Noise is the variation in Total revenue that is otherwise unaccounted for. That didn’t seem to contribute to the $ difference either. Across the board, the randomness of noise seems to be minimal.
Looking at fiscal year 2015 through the lens of Extrapolation tells us that there was a lot of noise to the upside this year. So, maybe it’s not mobile advertising that made for greater-than-expected Total revenue? Maybe it was just randomness? You’ll notice that the next year, the pendulum swung the other way – pulling Total revenue down.
Facebook total revenue explanation
Admittedly, I didn’t put too much thought into the Explanatory factors. Daily users was kind of a gimme and has a strong correlation to back it up. This is one of those instances where we can safely assume that Correlation = causation.
Disposable personal income PC (per capita) was included because I’m doing a lot of work with government statistics on my sister site SpreadsheetsForBusiness.com. I figured that since Facebook is technically entertainment, that there might be a solid Correlation between this factor and Total revenue. I ended up being more correct than I thought. The Percent determination for this factor is 93% (quarterly). Correlation might not be causation here. But it is food for thought.
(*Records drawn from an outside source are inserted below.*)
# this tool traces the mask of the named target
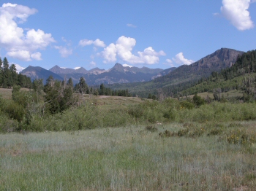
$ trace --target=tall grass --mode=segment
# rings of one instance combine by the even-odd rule
[[[196,139],[159,136],[203,126]],[[221,139],[243,127],[255,122],[1,134],[0,190],[255,190],[255,144]],[[221,135],[207,136],[217,128]]]

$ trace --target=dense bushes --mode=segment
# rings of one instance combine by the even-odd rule
[[[36,101],[34,93],[15,90],[13,91],[13,100],[0,98],[1,132],[20,130],[77,130],[137,124],[150,125],[157,122],[256,120],[255,103],[212,102],[196,106],[192,101],[179,101],[170,98],[162,102],[144,101],[132,106],[111,108],[91,104],[91,101],[88,101],[83,102],[80,106],[72,106],[60,113],[44,114],[45,104]],[[23,100],[29,100],[29,104],[25,104]]]

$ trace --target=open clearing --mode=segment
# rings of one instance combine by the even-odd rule
[[[255,130],[256,122],[239,124]],[[182,127],[1,134],[0,190],[256,190],[255,144],[159,136]]]

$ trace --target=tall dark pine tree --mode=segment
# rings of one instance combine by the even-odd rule
[[[1,61],[1,58],[0,57],[0,87],[1,86],[3,83],[3,61]]]
[[[73,85],[73,80],[72,79],[72,78],[70,77],[69,79],[69,80],[67,81],[67,84],[68,86],[71,86],[72,88],[74,87],[74,85]]]
[[[83,94],[86,93],[89,90],[88,85],[83,77],[80,78],[78,87],[79,87],[79,93],[82,94],[82,97],[83,99]]]
[[[12,77],[9,69],[9,62],[5,57],[3,61],[3,87],[9,87],[12,85]]]
[[[17,74],[17,69],[16,66],[15,64],[12,64],[11,66],[10,66],[10,72],[11,75],[11,78],[12,79],[12,86],[17,85],[18,83],[18,74]]]

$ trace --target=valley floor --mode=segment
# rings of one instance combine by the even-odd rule
[[[211,133],[172,134],[189,126]],[[256,190],[256,144],[232,139],[233,129],[255,133],[256,121],[208,126],[0,134],[0,190]]]

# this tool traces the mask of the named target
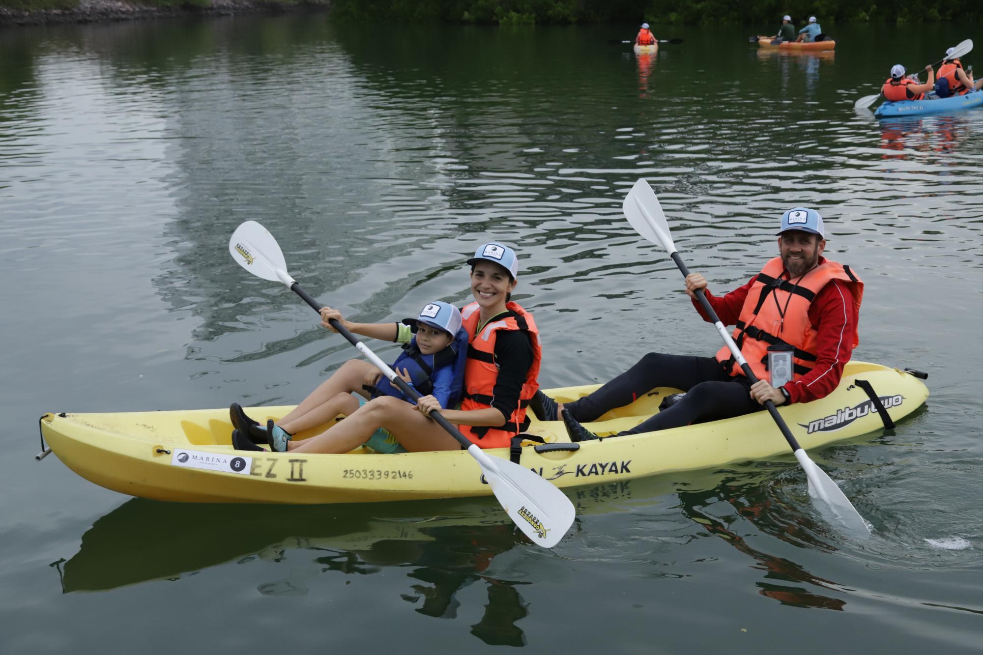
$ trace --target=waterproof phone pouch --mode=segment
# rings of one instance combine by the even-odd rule
[[[795,346],[790,343],[776,343],[768,346],[768,371],[772,375],[772,387],[778,388],[792,381],[792,354]]]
Google Trends “politics” surprised me in the opposite direction. I thought for sure that the popularity of politics would increase the amount of time people spent on Facebook. And, it might. But it doesn’t seem to translate into an increase in Total revenue. The Correlation/Percent determination is very low at 7.9%/0.6% (quarterly).
It’s the low Correlation of Google Trends “politics” that I assume accounts for the wild differences between the Explanatory revenue estimate and Total revenue. If I were to continue to analyze Facebook on an ongoing basis, I would probably replace this factor with something that has a higher Correlation.
Sales target analysis
What other resources might be used to generate sales targets?
What’s a trap to avoid when looking to the past to forecast the future?